I’m not sure there’s actually a satisfying solution (in the broad sense within openEHR’s general principles) to this @birger.haarbrandt As I said to @ian.mcnicoll in a chat, sometimes we’re going to hit the limits of non-standards based software and real life processes and I think the origin of the fhir annotations is those cases which we may not be able to support.
I think a major source of these annotations is non-standards based clinical systems allowing users to annotate data on the screen just like they could do with a paper based process. They’re forced to allow this because the request from users arrive ad-hoc and for different parts of the system, which, at HIS/Cerner/Epic scale is a massive surface area. I know this because I’ve been there on the non-standard HIS vendor side of the scenario more than once.
So these source systems, having their non-standard internal representation deal with it in any way they want, then it ends up on the wire as an annotation in a fhir message. They cannot stop users from misusing the annotations of course, and that is a choice between data quality, computability and running an actual commercial offering.
Us on the other hand, with model driven platforms, have to consider how to support this in the generalised computing framework we have, and sometimes in cases like this, we may just have to live with the fact that there is no ideal solution, as this thread kinda indicates. In our case things are even more difficult because our ideal approach has a clinical engagement step where models for the specific case must be updated for annotation capability, which means a new archetype/template version and all the work that comes with it, all the way to actual system updates.

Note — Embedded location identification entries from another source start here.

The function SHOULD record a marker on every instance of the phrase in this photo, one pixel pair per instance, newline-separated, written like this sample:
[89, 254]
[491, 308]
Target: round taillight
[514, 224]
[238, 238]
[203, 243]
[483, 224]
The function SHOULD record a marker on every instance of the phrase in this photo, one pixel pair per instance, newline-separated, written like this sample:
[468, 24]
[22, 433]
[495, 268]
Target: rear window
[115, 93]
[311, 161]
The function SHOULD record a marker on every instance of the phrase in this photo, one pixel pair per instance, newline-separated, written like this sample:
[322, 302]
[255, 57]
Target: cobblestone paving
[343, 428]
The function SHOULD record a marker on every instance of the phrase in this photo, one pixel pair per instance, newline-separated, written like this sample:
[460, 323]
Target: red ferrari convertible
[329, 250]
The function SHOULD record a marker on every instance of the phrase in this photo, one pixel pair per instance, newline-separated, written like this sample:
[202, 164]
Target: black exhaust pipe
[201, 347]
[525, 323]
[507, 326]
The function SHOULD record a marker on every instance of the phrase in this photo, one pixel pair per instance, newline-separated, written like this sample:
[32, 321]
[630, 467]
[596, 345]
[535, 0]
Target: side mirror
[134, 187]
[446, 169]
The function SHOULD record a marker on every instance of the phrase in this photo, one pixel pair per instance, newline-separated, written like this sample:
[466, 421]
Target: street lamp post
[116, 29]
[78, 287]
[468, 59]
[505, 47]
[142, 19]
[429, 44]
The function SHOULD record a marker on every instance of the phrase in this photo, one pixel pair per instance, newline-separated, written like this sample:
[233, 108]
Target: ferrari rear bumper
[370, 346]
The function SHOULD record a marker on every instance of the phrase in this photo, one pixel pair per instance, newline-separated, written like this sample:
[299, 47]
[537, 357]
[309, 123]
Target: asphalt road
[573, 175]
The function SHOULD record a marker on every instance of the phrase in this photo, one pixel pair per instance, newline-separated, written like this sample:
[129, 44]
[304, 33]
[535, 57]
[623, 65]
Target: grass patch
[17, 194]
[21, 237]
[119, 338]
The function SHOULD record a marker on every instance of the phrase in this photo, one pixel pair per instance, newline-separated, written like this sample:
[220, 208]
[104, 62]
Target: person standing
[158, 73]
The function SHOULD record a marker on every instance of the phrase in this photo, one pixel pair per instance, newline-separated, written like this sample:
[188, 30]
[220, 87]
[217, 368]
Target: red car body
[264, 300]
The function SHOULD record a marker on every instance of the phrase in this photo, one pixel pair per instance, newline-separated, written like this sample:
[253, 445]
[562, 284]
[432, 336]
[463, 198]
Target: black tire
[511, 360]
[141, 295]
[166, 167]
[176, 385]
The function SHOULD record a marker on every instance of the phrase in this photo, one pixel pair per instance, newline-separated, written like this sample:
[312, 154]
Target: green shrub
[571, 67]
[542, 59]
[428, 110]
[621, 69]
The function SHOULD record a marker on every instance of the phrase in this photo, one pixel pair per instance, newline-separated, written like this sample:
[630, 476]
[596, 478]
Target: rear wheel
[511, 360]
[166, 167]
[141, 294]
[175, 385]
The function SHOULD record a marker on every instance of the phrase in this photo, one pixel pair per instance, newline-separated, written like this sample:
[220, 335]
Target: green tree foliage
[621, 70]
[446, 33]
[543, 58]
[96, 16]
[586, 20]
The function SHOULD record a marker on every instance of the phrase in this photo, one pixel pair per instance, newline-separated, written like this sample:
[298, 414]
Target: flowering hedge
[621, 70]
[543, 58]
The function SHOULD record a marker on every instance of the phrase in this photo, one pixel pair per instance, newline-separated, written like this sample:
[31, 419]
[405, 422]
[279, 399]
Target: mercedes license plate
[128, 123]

Ian favours tackling the problem but I’m not sure it is possible to find a solution that ticks the boxes Tom listed, because we have no control over the source of the annotations or whatever data quality/patient safety principle is potentially violated. Some vendor is making that decision, and semantically speaking I’m not sure we can catch all the balls they can throw. This is pretty much the Z segment of the HL7 V2 messages all over again the way I see it.
The pragmatic in me says there’s no point trying to tame this. I’d suggest revisiting the tagging/metadata related discussions we’ve had for RM. Yes, there’s potential for abuse/misuse but we can work on stopping that on the openEHR side and FHIR based data projected to openEHR would not have to deal with this at archetype/modelling level, which is really very difficult once you have clinical systems running in the field.
So if fhir data with an annotation arrives, we put it in wherever feels more sensible in that particular case of openEHR <-> FHIR bi-directional mapping, and accept the fact that some semantic black hole was put into data by the producers of the data. Maybe we could come up with documented mappings for the openEHR representation and salvage some safety/semantics, but if that requires revisiting the target template itself rather than most RM types supporting metadata/tagging, it’ll be too long of a roundtrip for clinical systems delivery/management.
Others may be more optimistic (and idealistic) compared to me but I’m willing to accept there’ll be some compromise every now and then.